The council on Tuesday voted 7-2 to allow the license after voting 7-2 to deny it two weeks earlier. The BP station is at 1987 W. Jefferson St., which is the corner of Hammes Avenue.
The reversal was urged by D’Arcy.
“I didn’t do my homework on this,” D’Arcy told the council, explaining why he had brought the applicant back for another vote. “I was wrong in jumping the gun. He didn’t have a chance to speak last time when the vote happened.”
The vote was for the transfer of an existing BG license, which allows for the sale of open and packaged liquor as well as video gambling at gas stations. State law requires that operators of video gambling establishments also have licenses to sell open liquor.
The BP station already has the BG license. But it is in the process of being sold, and prospective owner Japtej S. Aulakh needs city approval for the license to transfer to his name.

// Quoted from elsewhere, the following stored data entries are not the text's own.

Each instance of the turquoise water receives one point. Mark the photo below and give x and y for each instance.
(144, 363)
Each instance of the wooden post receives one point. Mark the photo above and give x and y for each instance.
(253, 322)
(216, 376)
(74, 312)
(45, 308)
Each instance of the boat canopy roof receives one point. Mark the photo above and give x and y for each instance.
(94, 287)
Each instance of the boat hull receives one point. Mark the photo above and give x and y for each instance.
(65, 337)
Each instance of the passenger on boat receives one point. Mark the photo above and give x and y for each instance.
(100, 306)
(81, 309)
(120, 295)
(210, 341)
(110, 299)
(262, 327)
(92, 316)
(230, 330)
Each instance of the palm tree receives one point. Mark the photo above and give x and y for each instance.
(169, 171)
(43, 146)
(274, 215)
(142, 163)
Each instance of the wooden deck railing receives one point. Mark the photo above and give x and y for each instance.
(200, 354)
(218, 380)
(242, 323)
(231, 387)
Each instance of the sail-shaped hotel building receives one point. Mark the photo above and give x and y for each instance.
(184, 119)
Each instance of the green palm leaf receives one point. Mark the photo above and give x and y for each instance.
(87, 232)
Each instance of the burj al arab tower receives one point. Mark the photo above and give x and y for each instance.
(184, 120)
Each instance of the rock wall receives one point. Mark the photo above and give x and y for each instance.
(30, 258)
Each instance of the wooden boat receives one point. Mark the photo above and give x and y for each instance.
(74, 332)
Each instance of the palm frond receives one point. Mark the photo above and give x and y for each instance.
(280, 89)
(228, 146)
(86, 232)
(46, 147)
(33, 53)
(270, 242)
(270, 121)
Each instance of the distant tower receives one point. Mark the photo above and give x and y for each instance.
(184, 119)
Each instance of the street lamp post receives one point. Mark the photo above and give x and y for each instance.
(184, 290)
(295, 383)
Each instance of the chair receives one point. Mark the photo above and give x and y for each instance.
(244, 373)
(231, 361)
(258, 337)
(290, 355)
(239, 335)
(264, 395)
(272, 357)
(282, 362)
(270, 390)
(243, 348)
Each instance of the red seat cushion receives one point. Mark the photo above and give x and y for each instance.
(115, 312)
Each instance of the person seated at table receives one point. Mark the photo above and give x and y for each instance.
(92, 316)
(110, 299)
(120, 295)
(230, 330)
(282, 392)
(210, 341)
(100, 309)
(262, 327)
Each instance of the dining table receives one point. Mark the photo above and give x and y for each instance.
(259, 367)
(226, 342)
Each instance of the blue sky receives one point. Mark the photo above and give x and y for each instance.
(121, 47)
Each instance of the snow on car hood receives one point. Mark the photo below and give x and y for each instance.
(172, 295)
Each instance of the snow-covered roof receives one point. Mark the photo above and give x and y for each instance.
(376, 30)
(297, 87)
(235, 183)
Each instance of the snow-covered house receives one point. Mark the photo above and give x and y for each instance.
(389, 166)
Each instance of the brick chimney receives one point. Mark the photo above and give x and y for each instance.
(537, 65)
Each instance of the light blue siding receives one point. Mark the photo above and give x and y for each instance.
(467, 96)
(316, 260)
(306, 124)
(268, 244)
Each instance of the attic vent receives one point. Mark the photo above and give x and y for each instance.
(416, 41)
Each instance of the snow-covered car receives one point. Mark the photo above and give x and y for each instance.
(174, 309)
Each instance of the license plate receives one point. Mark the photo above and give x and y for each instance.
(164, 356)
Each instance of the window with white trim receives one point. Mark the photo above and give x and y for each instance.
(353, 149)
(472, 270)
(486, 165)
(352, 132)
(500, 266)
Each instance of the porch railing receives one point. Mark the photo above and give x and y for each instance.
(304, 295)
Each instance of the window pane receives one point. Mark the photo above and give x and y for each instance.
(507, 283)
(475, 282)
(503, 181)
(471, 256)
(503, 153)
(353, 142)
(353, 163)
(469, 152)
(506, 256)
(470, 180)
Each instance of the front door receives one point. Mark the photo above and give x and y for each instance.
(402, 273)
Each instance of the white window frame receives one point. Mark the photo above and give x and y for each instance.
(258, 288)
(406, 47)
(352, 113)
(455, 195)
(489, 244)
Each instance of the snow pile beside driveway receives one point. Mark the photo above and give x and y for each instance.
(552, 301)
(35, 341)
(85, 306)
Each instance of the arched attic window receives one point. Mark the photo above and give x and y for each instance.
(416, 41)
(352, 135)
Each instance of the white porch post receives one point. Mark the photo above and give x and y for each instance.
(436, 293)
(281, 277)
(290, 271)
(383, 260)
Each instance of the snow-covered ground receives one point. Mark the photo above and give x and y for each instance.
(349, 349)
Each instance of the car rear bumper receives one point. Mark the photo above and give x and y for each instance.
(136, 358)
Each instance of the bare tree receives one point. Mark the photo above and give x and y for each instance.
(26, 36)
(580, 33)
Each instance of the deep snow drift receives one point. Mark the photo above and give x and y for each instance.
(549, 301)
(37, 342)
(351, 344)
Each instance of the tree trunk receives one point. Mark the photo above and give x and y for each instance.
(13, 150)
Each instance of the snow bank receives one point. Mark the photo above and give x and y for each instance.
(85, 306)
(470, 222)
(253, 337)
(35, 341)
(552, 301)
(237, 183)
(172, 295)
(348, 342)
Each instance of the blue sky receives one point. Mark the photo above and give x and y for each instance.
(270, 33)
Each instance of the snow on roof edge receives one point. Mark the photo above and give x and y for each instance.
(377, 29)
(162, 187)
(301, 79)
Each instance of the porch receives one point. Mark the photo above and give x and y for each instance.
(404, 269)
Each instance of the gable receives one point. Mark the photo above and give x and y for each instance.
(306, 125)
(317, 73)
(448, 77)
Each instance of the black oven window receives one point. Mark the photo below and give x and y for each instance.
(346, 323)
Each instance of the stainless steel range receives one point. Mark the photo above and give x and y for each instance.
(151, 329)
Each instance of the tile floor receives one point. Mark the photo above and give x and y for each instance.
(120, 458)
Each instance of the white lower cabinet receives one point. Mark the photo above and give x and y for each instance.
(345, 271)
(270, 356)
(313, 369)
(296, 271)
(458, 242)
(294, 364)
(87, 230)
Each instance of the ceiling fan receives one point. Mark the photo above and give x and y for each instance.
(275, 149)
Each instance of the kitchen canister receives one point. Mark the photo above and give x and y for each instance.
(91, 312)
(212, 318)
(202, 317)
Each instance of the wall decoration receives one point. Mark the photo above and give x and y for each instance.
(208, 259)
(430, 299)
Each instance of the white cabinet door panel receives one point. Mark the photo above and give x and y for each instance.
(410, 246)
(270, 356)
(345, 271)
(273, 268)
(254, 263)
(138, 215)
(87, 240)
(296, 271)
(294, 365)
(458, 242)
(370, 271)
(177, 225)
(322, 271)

City officials said the BP station has never sold open liquor and that Aulakh does not intend to sell open liquor to customers.
“He has no plans at all to be pouring liquor,” council member Suzanna Ibarra said. “He wants them to take their packaged liquor and go.”
Ibarra said the council was misled in the previous vote by one of its members to believe that liquor would be “flowing freely at the gas station.”
She did not mention names, but council member Larry Hug said Ibarra meant him.
“Actually, I did not mislead anybody,” Hug said. “All we have is his word that he will not do it.”
Hug, a steady opponent of BG licenses, emphasized that they give gas stations the right to sell open liquor regardless of what they tell city officials about their plans.
D’Arcy said he intended to cap the number of BG licenses issued by the city at the current number of five.
The city has had trouble controlling the number of BG licenses with stations appealing to the state liquor commission. Larger stations that include fuel sales for trucks also are able to get separately issued state licenses that allow for video gambling and liquor sales.